In other words, do not let us begin by exaggerating the novelty of our situation. Believe me, dear sir or madam, you and all whom you love were already sentenced to death before the atomic bomb was invented: and quite a high percentage of us were going to die in unpleasant ways. We had, indeed, one very great advantage over our ancestors—anesthetics; but we have that still. It is perfectly ridiculous to go about whimpering and drawing long faces because the scientists have added one more chance of painful and premature death to a world which already bristled with such chances and in which death itself was not a chance at all, but a certainty.
This is the first point to be made: and the first action to be taken is to pull ourselves together. If we are all going to be destroyed by an atomic bomb, let that bomb when it comes find us doing sensible and human things—praying, working, teaching, reading, listening to music, bathing the children, playing tennis, chatting to our friends over a pint and a game of darts—not huddled together like frightened sheep and thinking about bombs. They may break our bodies (a microbe can do that) but they need not dominate our minds.
— “On Living in an Atomic Age” (1948) in Present Concerns: Journalistic Essays
In particular, this phase hits home:
“In other words, do not let us begin by exaggerating the novelty of our situation. Believe me, dear sir or madam, you and all whom you love were already sentenced to death before the atomic bomb was invented: and quite a high percentage of us were going to die in unpleasant ways.“
It does feel like it is becoming more difficult to be optimistic about the future, but then I think what it must felt like to have faith that the dumb politicians of the day weren’t going to unleash nuclear war on the world. Or how it must have felt to live through the world wars and see your friends, brothers, fathers, and neighbours go off to Europe and never come back.
It is valuable to think about what the future might hold but it is even more critical to not dwell on a negative future or let the possibility of it destroy your day today.
“…the first action to be taken is to pull ourselves together. If we are all going to be destroyed by an atomic bomb, let that bomb when it comes find us doing sensible and human things—praying, working, teaching, reading, listening to music, bathing the children, playing tennis, chatting to our friends over a pint and a game of darts—not huddled together like frightened sheep and thinking about bombs. They may break our bodies (a microbe can do that) but they need not dominate our minds.”

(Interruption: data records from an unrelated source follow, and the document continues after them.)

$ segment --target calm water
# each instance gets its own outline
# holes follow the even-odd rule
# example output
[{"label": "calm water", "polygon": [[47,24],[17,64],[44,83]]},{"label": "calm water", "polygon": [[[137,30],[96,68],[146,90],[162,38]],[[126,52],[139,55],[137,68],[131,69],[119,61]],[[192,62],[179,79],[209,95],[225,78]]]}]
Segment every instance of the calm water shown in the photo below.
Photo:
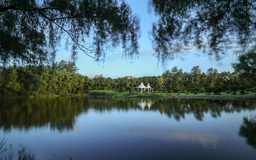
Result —
[{"label": "calm water", "polygon": [[5,136],[7,149],[3,158],[17,159],[22,148],[21,156],[29,153],[39,159],[256,157],[255,102],[64,98],[0,101],[0,136]]}]

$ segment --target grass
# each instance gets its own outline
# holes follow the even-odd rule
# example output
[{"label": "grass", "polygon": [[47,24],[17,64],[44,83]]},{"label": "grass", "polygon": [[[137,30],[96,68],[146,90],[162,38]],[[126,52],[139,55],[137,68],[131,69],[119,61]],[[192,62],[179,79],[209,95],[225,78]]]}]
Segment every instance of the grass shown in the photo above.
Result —
[{"label": "grass", "polygon": [[153,93],[148,94],[147,93],[144,94],[140,94],[137,92],[132,92],[129,93],[127,92],[123,92],[121,93],[118,93],[112,91],[107,90],[94,90],[90,91],[88,94],[94,97],[103,96],[107,97],[121,97],[124,96],[127,97],[130,96],[131,97],[236,97],[238,98],[255,98],[255,93],[250,92],[248,94],[240,94],[239,92],[236,92],[237,94],[231,94],[231,93],[227,93],[226,92],[222,92],[221,95],[219,94],[214,94],[213,93],[211,93],[210,95],[208,94],[208,93],[198,93],[196,94],[194,93],[189,93],[188,94],[186,94],[185,93],[180,93],[179,94],[177,94],[177,93],[173,93],[172,95],[167,95],[167,93]]},{"label": "grass", "polygon": [[97,97],[98,96],[111,97],[116,96],[118,92],[106,90],[93,90],[89,91],[88,94],[91,96]]},{"label": "grass", "polygon": [[157,96],[189,96],[189,97],[236,97],[236,98],[256,98],[255,93],[250,92],[248,94],[240,94],[240,92],[236,92],[237,94],[231,94],[231,93],[227,93],[226,92],[221,93],[221,95],[214,94],[213,93],[211,93],[211,94],[208,94],[206,93],[198,93],[196,94],[194,93],[189,93],[188,94],[186,94],[185,93],[181,93],[179,95],[177,95],[176,93],[172,93],[171,96],[167,95],[167,93],[163,93],[161,95],[161,93],[156,93]]}]

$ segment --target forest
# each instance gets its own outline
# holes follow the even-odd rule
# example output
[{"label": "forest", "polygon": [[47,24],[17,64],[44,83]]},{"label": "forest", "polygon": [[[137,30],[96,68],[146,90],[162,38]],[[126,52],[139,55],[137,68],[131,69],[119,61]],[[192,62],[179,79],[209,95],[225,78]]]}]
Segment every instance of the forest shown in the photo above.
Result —
[{"label": "forest", "polygon": [[1,68],[0,94],[2,97],[86,95],[90,91],[106,90],[131,92],[141,82],[148,83],[155,90],[166,92],[211,92],[217,94],[227,90],[245,90],[255,86],[252,81],[241,78],[234,72],[219,73],[210,68],[202,72],[199,66],[193,67],[190,72],[183,71],[174,66],[161,76],[112,79],[100,77],[90,79],[78,73],[75,63],[62,60],[51,65],[10,66]]}]

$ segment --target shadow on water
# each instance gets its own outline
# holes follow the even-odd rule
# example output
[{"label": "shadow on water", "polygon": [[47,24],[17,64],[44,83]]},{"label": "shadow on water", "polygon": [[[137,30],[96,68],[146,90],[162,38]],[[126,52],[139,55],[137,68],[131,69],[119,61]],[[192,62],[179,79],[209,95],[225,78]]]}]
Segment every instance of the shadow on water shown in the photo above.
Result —
[{"label": "shadow on water", "polygon": [[[4,137],[3,138],[0,142],[0,160],[2,159],[11,160],[12,159],[13,153],[12,152],[12,144],[5,147],[5,144],[6,141],[4,141]],[[35,155],[31,154],[27,152],[25,147],[20,144],[20,149],[18,150],[18,157],[15,159],[18,160],[34,160],[36,159]]]},{"label": "shadow on water", "polygon": [[246,138],[247,143],[256,149],[256,116],[249,119],[244,117],[238,135]]},{"label": "shadow on water", "polygon": [[91,99],[73,98],[2,99],[0,127],[22,129],[50,125],[60,132],[72,130],[80,114],[93,109],[100,113],[112,110],[158,111],[177,121],[192,114],[203,121],[205,114],[213,117],[222,112],[240,112],[256,108],[254,102],[205,99]]}]

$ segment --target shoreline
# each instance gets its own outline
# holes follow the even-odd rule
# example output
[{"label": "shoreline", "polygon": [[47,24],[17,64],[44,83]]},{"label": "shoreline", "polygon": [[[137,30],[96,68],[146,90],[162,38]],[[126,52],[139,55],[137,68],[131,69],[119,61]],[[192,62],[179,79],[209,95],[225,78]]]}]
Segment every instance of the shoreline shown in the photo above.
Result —
[{"label": "shoreline", "polygon": [[[118,97],[116,98],[121,98]],[[205,99],[218,99],[221,100],[251,100],[253,101],[256,101],[256,98],[250,98],[245,97],[205,97],[203,96],[161,96],[156,97],[125,97],[124,98],[202,98]]]},{"label": "shoreline", "polygon": [[[68,96],[62,97],[60,96],[40,96],[40,97],[0,97],[1,99],[19,99],[19,98],[53,98],[53,97],[74,97],[74,98],[96,98],[96,97],[92,97],[90,96]],[[250,100],[253,101],[256,101],[256,98],[248,98],[248,97],[211,97],[211,96],[119,96],[114,97],[107,97],[105,96],[97,96],[97,97],[106,98],[196,98],[196,99],[215,99],[220,100]]]}]

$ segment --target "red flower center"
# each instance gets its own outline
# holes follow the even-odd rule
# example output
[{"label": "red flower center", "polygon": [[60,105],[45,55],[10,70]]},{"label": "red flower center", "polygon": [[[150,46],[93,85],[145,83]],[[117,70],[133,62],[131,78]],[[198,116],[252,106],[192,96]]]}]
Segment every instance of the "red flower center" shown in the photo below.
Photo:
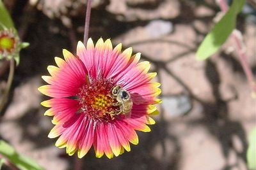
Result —
[{"label": "red flower center", "polygon": [[90,83],[83,85],[78,98],[83,113],[90,118],[102,122],[109,122],[115,119],[111,115],[119,110],[111,92],[114,84],[111,80],[91,78]]}]

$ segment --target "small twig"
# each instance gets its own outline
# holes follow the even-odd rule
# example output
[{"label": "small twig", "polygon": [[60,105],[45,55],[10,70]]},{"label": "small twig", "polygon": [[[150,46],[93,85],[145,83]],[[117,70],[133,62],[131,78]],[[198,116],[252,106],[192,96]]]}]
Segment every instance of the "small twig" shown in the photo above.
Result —
[{"label": "small twig", "polygon": [[5,90],[4,92],[4,94],[2,96],[2,99],[0,103],[0,118],[3,115],[3,113],[2,112],[3,111],[3,109],[4,108],[5,104],[7,101],[10,89],[11,89],[12,83],[13,80],[15,67],[15,62],[14,61],[14,59],[12,58],[10,60],[10,72],[9,72],[8,78],[7,80],[6,87],[5,88]]},{"label": "small twig", "polygon": [[[226,12],[228,8],[225,0],[219,0],[218,3],[221,11]],[[232,36],[236,43],[236,50],[237,51],[238,56],[240,59],[241,64],[252,89],[252,97],[253,98],[256,98],[256,83],[254,81],[253,74],[252,69],[246,61],[247,57],[245,53],[245,46],[243,41],[242,34],[240,31],[236,29],[233,31]]]},{"label": "small twig", "polygon": [[92,0],[87,1],[87,8],[84,22],[84,44],[86,45],[89,34],[90,18],[91,17]]}]

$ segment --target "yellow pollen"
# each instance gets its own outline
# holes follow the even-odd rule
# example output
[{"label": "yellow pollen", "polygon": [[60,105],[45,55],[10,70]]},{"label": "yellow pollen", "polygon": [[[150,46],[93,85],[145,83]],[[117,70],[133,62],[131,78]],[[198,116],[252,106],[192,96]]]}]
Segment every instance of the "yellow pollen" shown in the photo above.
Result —
[{"label": "yellow pollen", "polygon": [[104,95],[99,95],[99,96],[94,98],[94,103],[92,106],[95,109],[99,110],[104,110],[106,107],[110,106],[109,103],[111,102],[109,98]]}]

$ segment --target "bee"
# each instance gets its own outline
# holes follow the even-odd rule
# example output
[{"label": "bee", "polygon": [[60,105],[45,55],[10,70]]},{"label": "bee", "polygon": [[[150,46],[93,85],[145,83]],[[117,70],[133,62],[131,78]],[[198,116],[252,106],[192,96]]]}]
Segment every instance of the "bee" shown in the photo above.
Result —
[{"label": "bee", "polygon": [[112,95],[117,101],[117,103],[113,105],[119,106],[119,110],[117,111],[117,113],[112,111],[111,115],[118,115],[122,113],[125,116],[129,115],[132,108],[132,101],[127,91],[122,88],[120,85],[116,85],[112,88]]}]

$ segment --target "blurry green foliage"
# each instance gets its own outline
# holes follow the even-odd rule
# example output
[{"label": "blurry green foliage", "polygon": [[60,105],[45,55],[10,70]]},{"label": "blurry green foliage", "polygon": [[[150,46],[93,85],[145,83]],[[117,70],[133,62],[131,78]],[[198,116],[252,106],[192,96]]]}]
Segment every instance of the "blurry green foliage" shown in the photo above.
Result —
[{"label": "blurry green foliage", "polygon": [[21,170],[43,170],[44,169],[31,159],[17,153],[7,143],[0,140],[0,154]]},{"label": "blurry green foliage", "polygon": [[249,136],[249,146],[246,153],[247,164],[249,169],[256,169],[256,127]]},{"label": "blurry green foliage", "polygon": [[196,59],[203,60],[214,54],[226,41],[236,27],[236,17],[242,10],[245,0],[234,0],[228,11],[216,24],[200,45]]}]

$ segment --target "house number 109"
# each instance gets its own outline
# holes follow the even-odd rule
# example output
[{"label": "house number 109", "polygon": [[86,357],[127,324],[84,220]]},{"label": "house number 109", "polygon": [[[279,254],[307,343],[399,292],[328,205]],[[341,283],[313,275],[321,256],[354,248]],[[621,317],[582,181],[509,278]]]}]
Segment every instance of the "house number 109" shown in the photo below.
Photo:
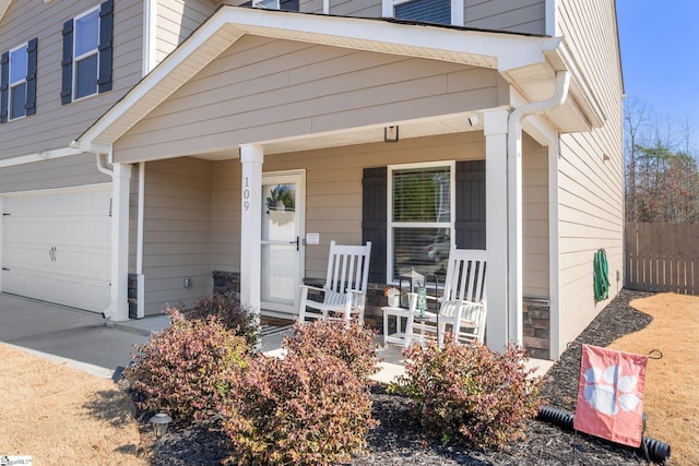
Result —
[{"label": "house number 109", "polygon": [[250,179],[245,177],[245,188],[242,189],[242,208],[247,211],[250,208]]}]

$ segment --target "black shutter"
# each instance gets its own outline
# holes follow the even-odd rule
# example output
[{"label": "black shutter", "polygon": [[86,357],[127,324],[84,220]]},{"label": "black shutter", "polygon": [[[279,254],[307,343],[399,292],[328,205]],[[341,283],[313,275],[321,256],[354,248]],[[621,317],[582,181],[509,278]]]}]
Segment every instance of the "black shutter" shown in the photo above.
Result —
[{"label": "black shutter", "polygon": [[485,249],[485,160],[457,162],[455,244]]},{"label": "black shutter", "polygon": [[97,92],[111,91],[111,43],[114,36],[114,0],[99,7],[99,77]]},{"label": "black shutter", "polygon": [[280,0],[280,10],[298,11],[298,0]]},{"label": "black shutter", "polygon": [[8,104],[10,88],[10,52],[2,53],[0,59],[0,123],[8,122]]},{"label": "black shutter", "polygon": [[38,40],[33,38],[26,48],[26,115],[36,113],[36,49]]},{"label": "black shutter", "polygon": [[369,282],[386,283],[387,167],[365,168],[362,178],[362,243],[371,241]]},{"label": "black shutter", "polygon": [[61,105],[70,104],[73,88],[73,20],[63,23],[63,68]]}]

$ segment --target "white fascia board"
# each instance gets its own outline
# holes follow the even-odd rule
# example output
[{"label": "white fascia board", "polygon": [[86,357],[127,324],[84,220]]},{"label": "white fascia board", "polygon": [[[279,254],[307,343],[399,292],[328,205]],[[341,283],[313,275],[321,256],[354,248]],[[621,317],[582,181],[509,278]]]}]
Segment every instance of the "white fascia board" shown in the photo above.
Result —
[{"label": "white fascia board", "polygon": [[0,160],[0,168],[15,167],[17,165],[33,164],[36,162],[49,160],[51,158],[69,157],[71,155],[82,154],[73,147],[54,148],[49,151],[36,152],[34,154],[21,155],[19,157],[5,158]]},{"label": "white fascia board", "polygon": [[545,50],[555,47],[545,37],[224,5],[87,129],[78,139],[80,146],[114,144],[246,34],[499,71],[541,63]]},{"label": "white fascia board", "polygon": [[497,68],[499,71],[543,62],[545,44],[550,40],[546,37],[510,33],[233,7],[221,13],[226,14],[232,25],[247,34],[288,37],[387,53],[401,53],[401,50],[414,49],[416,53],[404,53],[435,59],[449,53],[454,57],[453,61],[458,62],[467,62],[469,56],[478,56],[483,57],[484,61],[495,63],[490,68]]}]

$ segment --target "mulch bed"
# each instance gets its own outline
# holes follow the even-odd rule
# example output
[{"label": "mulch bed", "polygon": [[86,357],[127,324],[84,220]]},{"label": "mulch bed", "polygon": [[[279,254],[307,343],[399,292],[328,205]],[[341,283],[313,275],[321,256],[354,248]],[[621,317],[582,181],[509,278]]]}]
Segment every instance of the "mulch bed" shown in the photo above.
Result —
[{"label": "mulch bed", "polygon": [[[543,396],[553,407],[574,413],[582,343],[607,346],[615,339],[645,327],[651,318],[628,306],[651,294],[621,290],[545,377]],[[637,465],[639,452],[585,434],[566,431],[538,420],[528,422],[529,439],[505,451],[483,451],[430,442],[419,422],[410,416],[410,401],[372,389],[374,418],[380,426],[367,437],[368,453],[351,464],[364,465]],[[150,414],[139,416],[144,449],[153,465],[218,465],[227,456],[226,439],[217,422],[181,429],[173,427],[156,444],[152,442]]]}]

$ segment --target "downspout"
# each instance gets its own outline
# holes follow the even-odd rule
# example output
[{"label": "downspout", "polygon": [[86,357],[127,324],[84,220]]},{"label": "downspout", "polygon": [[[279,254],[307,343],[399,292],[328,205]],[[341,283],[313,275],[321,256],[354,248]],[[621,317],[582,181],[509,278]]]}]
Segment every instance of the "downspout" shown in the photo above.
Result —
[{"label": "downspout", "polygon": [[[508,340],[522,344],[522,120],[566,101],[570,73],[556,72],[554,95],[517,107],[508,119]],[[549,187],[550,189],[550,187]]]},{"label": "downspout", "polygon": [[[96,154],[96,158],[97,158],[97,170],[100,174],[107,175],[111,179],[111,182],[114,182],[114,170],[111,168],[107,167],[107,154],[97,153]],[[109,199],[111,199],[111,196]],[[109,205],[110,205],[109,215],[111,215],[111,203]],[[111,318],[111,304],[109,304],[109,307],[107,309],[102,311],[102,318],[105,319],[105,320],[110,320],[110,318]]]},{"label": "downspout", "polygon": [[[107,167],[107,154],[97,154],[97,170],[108,175],[114,181],[114,170]],[[141,319],[145,315],[145,280],[143,276],[143,218],[144,218],[144,205],[145,205],[145,163],[139,164],[139,206],[137,218],[137,253],[135,253],[135,274],[137,274],[137,318]],[[111,308],[109,308],[111,309]],[[111,314],[107,309],[102,313],[105,319],[108,319]]]},{"label": "downspout", "polygon": [[97,170],[109,177],[114,177],[114,170],[107,167],[107,154],[97,154]]}]

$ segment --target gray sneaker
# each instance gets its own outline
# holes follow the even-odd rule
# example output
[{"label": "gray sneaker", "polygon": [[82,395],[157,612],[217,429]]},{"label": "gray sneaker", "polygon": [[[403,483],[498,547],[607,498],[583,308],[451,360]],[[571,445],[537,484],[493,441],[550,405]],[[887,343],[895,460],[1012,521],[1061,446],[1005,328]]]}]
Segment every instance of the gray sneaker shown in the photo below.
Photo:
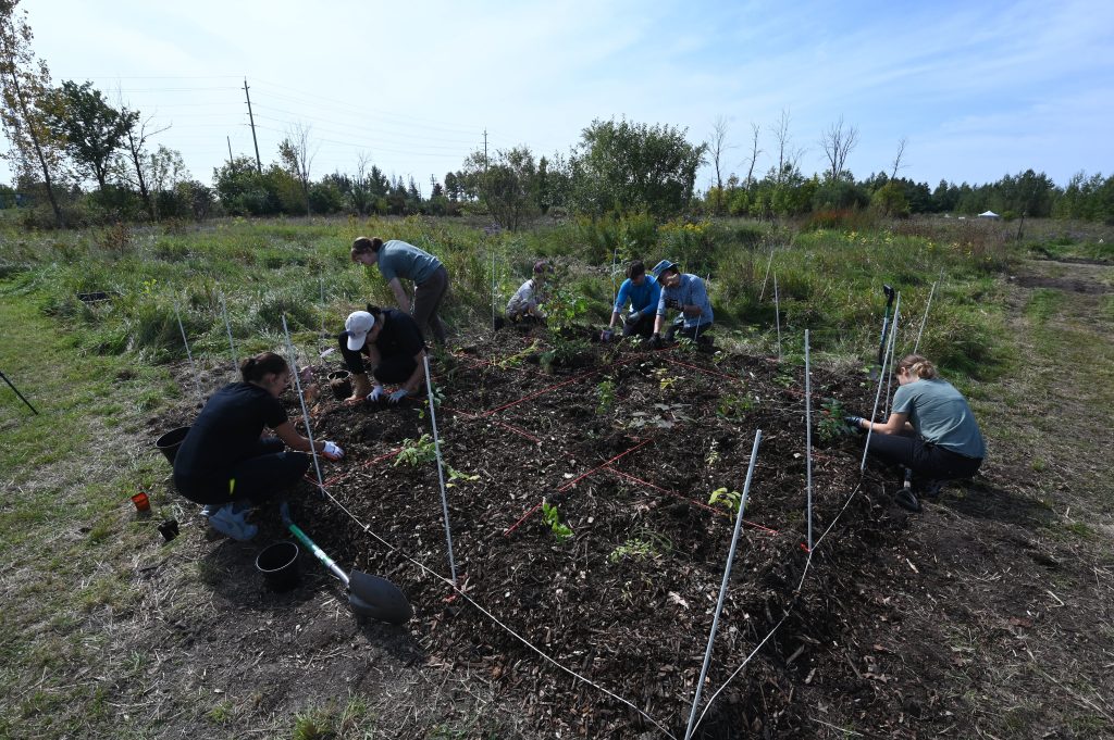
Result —
[{"label": "gray sneaker", "polygon": [[233,504],[225,504],[217,510],[215,514],[209,516],[209,524],[214,530],[236,542],[246,542],[260,533],[260,527],[247,523],[247,512],[234,512]]}]

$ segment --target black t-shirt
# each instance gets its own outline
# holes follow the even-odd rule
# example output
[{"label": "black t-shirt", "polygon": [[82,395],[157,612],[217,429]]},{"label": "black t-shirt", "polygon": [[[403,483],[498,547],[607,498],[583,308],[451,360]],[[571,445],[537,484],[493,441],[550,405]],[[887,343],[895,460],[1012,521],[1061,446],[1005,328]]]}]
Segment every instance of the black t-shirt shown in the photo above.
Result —
[{"label": "black t-shirt", "polygon": [[410,314],[404,314],[397,308],[384,308],[383,328],[375,338],[375,348],[383,357],[394,357],[404,355],[413,357],[426,348],[426,341],[421,336],[421,329]]},{"label": "black t-shirt", "polygon": [[174,474],[221,474],[252,455],[264,426],[273,430],[285,421],[286,410],[260,386],[226,385],[213,394],[189,427],[174,458]]}]

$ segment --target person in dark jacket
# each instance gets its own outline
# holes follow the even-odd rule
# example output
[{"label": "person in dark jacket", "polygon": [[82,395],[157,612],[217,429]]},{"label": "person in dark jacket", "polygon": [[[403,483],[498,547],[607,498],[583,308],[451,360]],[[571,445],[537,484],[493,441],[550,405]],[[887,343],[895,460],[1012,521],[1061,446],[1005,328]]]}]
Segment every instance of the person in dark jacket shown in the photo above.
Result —
[{"label": "person in dark jacket", "polygon": [[[243,382],[217,391],[189,427],[174,458],[174,485],[206,504],[213,529],[243,541],[258,532],[245,519],[247,509],[296,483],[310,467],[304,453],[311,447],[278,402],[290,383],[286,361],[265,352],[245,358],[240,374]],[[264,428],[275,436],[261,436]],[[313,444],[328,460],[344,456],[333,442]]]},{"label": "person in dark jacket", "polygon": [[[352,395],[344,403],[382,401],[383,383],[390,383],[401,386],[387,396],[397,404],[417,394],[426,379],[426,342],[414,319],[401,310],[369,305],[368,310],[352,312],[336,339],[352,373]],[[363,356],[371,364],[374,387],[368,379]]]}]

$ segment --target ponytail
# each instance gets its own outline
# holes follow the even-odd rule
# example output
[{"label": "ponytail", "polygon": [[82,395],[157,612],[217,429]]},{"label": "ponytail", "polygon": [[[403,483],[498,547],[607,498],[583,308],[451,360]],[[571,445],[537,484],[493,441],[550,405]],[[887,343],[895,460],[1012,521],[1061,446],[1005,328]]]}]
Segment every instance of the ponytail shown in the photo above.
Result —
[{"label": "ponytail", "polygon": [[285,373],[287,368],[286,359],[282,355],[276,355],[273,352],[263,352],[254,357],[245,357],[241,361],[240,376],[244,378],[244,383],[254,383],[262,381],[263,376],[268,373],[278,375],[280,373]]},{"label": "ponytail", "polygon": [[936,365],[924,355],[906,355],[898,363],[898,369],[907,371],[910,375],[916,375],[922,381],[931,381],[936,377]]}]

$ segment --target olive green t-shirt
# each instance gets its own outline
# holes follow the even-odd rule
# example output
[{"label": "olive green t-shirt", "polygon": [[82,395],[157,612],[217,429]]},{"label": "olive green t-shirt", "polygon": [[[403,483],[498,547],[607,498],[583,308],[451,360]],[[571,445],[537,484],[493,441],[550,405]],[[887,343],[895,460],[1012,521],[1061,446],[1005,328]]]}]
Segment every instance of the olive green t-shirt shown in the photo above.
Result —
[{"label": "olive green t-shirt", "polygon": [[986,456],[983,433],[967,399],[947,381],[913,381],[900,386],[893,394],[893,412],[909,414],[909,423],[926,442],[966,457]]}]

The possible dystopian future we imagine does not exist. Some aspects of it may come to pass, but when you spend your time today living in that world you are working to create it not to avoid it. The most important thing you can do is resist the temptation to despair or believe it is all outside your control. Instead, return to the human things, make friends, enjoy time with your children, start a garden and grow some plants. Live today like billions of people have done before you, knowing that bad things will come to pass, but we still have today.